The hitching happens:

Sometimes when combat in skyrim,
Whenever I change pages in my collection in hearthstone for the first time in a session.
Sometimes when I perform a X-ray in Mortal Kombat XL

What can be bottlenecking me and causing the hitching?

Thanks in advance!
 
Solution

The SpeedFan free software utility...
You didn't say how new your new components are so this may not apply but the first thing I would do is clean everything and unseat/re-seat all cables and connectors - just standard preventive maintenance.

After that I would suspect the PSU because of its age. It may be having a hard time keeping up with power requirements under load. I suspect you've upgraded a lot of parts without updating the PSU. It should have enough power and I wouldn't think that was the problem if it was newer but they do, like everything else, degrade with age.
 
Put your components into a couple of PSU wattage calculator sites. Then re-check your current PSU output. Scan some reviews of your PSU - anything to worry here?
Download and run something like MSI Afterburner (it's free). Set up logging then run a game for a few minutes (lots of tutorials on youtube). Stop the game and check out CPU, GPU and memory usage in the log. Anything that might help here?...how's the GFX card memory usage? any bottlenecks (close to 100% usage)?
 


Is there anyway to check if my PSU is underperforming (With a software or something like that?) I am pretty noob with the wattage/electricity of my PC

 


Already checked my temps, and (under heavy load) it normallly stays under the 50/60 celsium range (GPU and CPU) about the case fans, got 5 of them.
 


May you explain a little more about those PSU wattage calculator sites? looking in google and could't find any :??:



I am using CAM at the moment and normally (in games) my system runs at 50% but in cpu heavy games like GTA V my cpu goes to like 90%

Does it help if I post some benchmark using Userbenckmark?
 
"May you explain a little more about those PSU wattage calculator sites? looking in google and could't find any :??:"

http://www.coolermaster.com/power-supply-calculator/
http://www.powersupplycalculator.net/
http://www.bequiet.com/en/psucalculator
https://www.msi.com/power-supply-calculator

--> try all 4 to give you a general idea.

"re-check your current PSU output.
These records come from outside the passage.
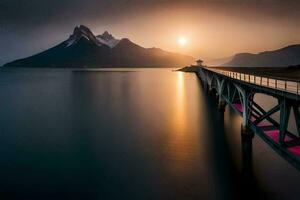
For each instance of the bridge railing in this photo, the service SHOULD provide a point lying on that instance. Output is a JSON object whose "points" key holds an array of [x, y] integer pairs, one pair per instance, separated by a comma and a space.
{"points": [[279, 84]]}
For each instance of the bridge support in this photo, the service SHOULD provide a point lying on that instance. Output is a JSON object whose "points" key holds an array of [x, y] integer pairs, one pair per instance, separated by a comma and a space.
{"points": [[239, 93], [246, 138], [222, 105], [285, 109]]}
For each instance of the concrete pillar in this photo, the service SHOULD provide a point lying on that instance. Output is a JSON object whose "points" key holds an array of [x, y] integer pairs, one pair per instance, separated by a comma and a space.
{"points": [[246, 139]]}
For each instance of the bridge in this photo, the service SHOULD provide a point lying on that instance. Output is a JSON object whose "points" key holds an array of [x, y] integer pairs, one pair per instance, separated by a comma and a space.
{"points": [[238, 90]]}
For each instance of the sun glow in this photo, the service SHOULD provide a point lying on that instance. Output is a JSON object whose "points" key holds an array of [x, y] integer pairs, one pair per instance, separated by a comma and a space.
{"points": [[182, 41]]}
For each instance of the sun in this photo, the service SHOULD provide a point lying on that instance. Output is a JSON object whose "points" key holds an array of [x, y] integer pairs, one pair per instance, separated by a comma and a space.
{"points": [[182, 41]]}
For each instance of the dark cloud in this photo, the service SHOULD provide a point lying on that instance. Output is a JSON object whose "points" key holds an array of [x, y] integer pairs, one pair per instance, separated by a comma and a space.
{"points": [[25, 23]]}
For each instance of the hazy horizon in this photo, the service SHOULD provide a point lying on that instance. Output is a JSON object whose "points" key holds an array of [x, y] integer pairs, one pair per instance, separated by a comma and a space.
{"points": [[213, 28]]}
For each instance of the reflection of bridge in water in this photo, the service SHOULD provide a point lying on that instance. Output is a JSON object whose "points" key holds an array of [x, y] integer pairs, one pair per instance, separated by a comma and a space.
{"points": [[238, 90]]}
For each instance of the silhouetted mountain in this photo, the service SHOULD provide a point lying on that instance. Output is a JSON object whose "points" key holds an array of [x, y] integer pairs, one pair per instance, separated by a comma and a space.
{"points": [[84, 49], [288, 56]]}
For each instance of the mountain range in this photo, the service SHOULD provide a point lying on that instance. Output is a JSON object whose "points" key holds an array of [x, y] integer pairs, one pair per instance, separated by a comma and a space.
{"points": [[287, 56], [84, 49]]}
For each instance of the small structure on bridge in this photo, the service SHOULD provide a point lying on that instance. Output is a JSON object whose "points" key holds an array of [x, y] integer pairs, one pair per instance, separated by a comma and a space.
{"points": [[199, 63]]}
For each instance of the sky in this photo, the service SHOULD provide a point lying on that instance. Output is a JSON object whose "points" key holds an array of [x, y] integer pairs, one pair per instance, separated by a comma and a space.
{"points": [[213, 28]]}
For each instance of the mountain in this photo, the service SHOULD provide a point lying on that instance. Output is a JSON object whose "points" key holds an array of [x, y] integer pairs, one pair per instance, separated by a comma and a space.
{"points": [[84, 49], [218, 61], [288, 56]]}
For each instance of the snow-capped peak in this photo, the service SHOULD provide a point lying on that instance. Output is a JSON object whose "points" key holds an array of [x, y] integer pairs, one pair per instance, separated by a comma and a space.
{"points": [[108, 39], [83, 31]]}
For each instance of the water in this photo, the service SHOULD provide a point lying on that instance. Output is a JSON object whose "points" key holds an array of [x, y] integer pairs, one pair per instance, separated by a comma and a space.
{"points": [[131, 134]]}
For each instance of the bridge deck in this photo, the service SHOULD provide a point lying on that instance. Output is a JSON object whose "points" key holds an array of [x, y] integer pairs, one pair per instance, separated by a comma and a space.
{"points": [[284, 84], [282, 73], [238, 90]]}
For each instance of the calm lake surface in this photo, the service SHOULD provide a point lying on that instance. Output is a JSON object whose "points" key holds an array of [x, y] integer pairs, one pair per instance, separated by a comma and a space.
{"points": [[130, 134]]}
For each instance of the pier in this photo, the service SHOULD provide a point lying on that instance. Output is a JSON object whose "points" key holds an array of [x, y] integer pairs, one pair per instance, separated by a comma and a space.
{"points": [[237, 90]]}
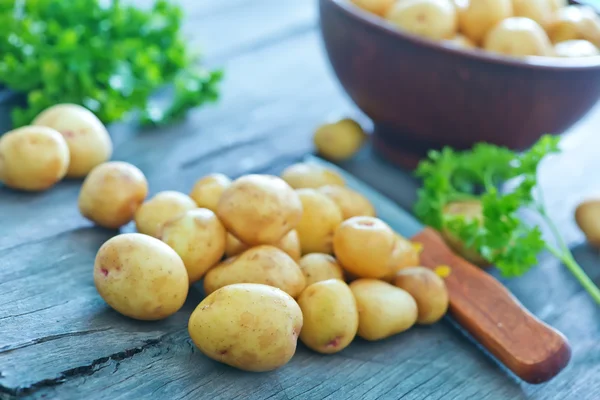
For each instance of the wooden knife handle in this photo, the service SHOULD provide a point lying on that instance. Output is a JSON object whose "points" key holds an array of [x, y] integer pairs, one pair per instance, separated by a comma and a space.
{"points": [[531, 349]]}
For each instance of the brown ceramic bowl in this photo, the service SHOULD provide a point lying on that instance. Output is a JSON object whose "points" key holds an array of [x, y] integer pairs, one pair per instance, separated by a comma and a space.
{"points": [[424, 95]]}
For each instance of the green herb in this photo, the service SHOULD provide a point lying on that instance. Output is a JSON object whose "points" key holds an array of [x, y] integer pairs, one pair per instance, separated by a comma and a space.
{"points": [[109, 58], [499, 234]]}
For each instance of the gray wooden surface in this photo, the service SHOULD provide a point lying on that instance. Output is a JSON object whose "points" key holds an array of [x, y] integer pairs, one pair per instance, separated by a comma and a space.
{"points": [[59, 340]]}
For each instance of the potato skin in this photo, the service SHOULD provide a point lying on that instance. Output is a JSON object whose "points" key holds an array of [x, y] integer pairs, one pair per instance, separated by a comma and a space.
{"points": [[33, 158], [111, 194], [330, 316], [383, 309], [259, 209], [248, 326], [140, 277], [199, 238], [264, 264]]}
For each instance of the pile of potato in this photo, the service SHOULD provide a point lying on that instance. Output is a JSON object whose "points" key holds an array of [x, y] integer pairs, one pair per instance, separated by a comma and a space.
{"points": [[516, 28]]}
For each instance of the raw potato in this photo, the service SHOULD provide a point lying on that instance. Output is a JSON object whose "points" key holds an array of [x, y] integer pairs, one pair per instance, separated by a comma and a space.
{"points": [[383, 309], [208, 190], [259, 209], [433, 19], [428, 290], [318, 267], [320, 218], [350, 202], [87, 138], [199, 238], [140, 277], [262, 264], [163, 207], [518, 36], [330, 316], [247, 326], [111, 194], [310, 175], [33, 158]]}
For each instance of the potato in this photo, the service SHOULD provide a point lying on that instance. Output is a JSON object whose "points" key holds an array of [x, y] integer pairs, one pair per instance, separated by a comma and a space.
{"points": [[259, 209], [383, 309], [518, 36], [479, 16], [318, 267], [199, 238], [350, 202], [320, 218], [433, 19], [364, 246], [33, 158], [111, 194], [262, 264], [140, 277], [290, 243], [87, 138], [428, 290], [248, 326], [208, 190], [340, 140], [164, 206], [310, 175], [330, 316]]}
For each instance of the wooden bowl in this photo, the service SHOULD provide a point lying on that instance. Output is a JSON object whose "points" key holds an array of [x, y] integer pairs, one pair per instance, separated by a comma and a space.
{"points": [[423, 95]]}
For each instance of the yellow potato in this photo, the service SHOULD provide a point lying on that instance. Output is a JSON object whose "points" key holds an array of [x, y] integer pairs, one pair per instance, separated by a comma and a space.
{"points": [[164, 206], [199, 238], [262, 264], [33, 158], [248, 326], [320, 218], [518, 36], [208, 190], [364, 246], [350, 202], [111, 194], [330, 316], [428, 290], [318, 267], [259, 209], [310, 175], [87, 138], [383, 309], [433, 19], [340, 140], [140, 277]]}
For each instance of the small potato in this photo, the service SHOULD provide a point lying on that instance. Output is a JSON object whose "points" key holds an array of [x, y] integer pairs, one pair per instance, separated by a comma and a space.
{"points": [[199, 238], [208, 190], [340, 140], [164, 206], [383, 309], [87, 138], [330, 316], [428, 290], [248, 326], [259, 209], [111, 194], [433, 19], [318, 267], [320, 218], [140, 277], [262, 264], [350, 202], [33, 158], [310, 175]]}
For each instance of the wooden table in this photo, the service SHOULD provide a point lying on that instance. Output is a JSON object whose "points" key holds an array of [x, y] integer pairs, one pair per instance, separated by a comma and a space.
{"points": [[58, 339]]}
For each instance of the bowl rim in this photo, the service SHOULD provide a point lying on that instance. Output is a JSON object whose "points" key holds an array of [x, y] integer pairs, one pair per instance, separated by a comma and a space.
{"points": [[531, 62]]}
Scan some reviews of your PSU - anything to worry here?" --> you also need to do this.

You don't need to post benchmarks...unless you don't understand what you're seeing in the logs - lots of youtube videos explain better.

 


checked all the outputs unplugged the psu to my computer and puggled it back, the problem it's still there.

About the reviews of the PSU... Well the PSU it's quite old and it has been discontinued, mine has 9 years with me, but it was quite a beast back then according to reviewers, So what you guys tell me, to give a shot and replace the PSU?
 

The SpeedFan free software utility will show voltages detected in the BIOS but this isn't really the PSU voltages. You'll need to watch it for a while and under different operating conditions to see the reported voltages. I'm not sure how accurate it is. To a large extent accuracy is going to depend on the quality of the motherboard circuits detecting the voltages.

The best way to do it is to use a hardware tool that you plug the PSU's output cables into that will run it through a number of load conditions.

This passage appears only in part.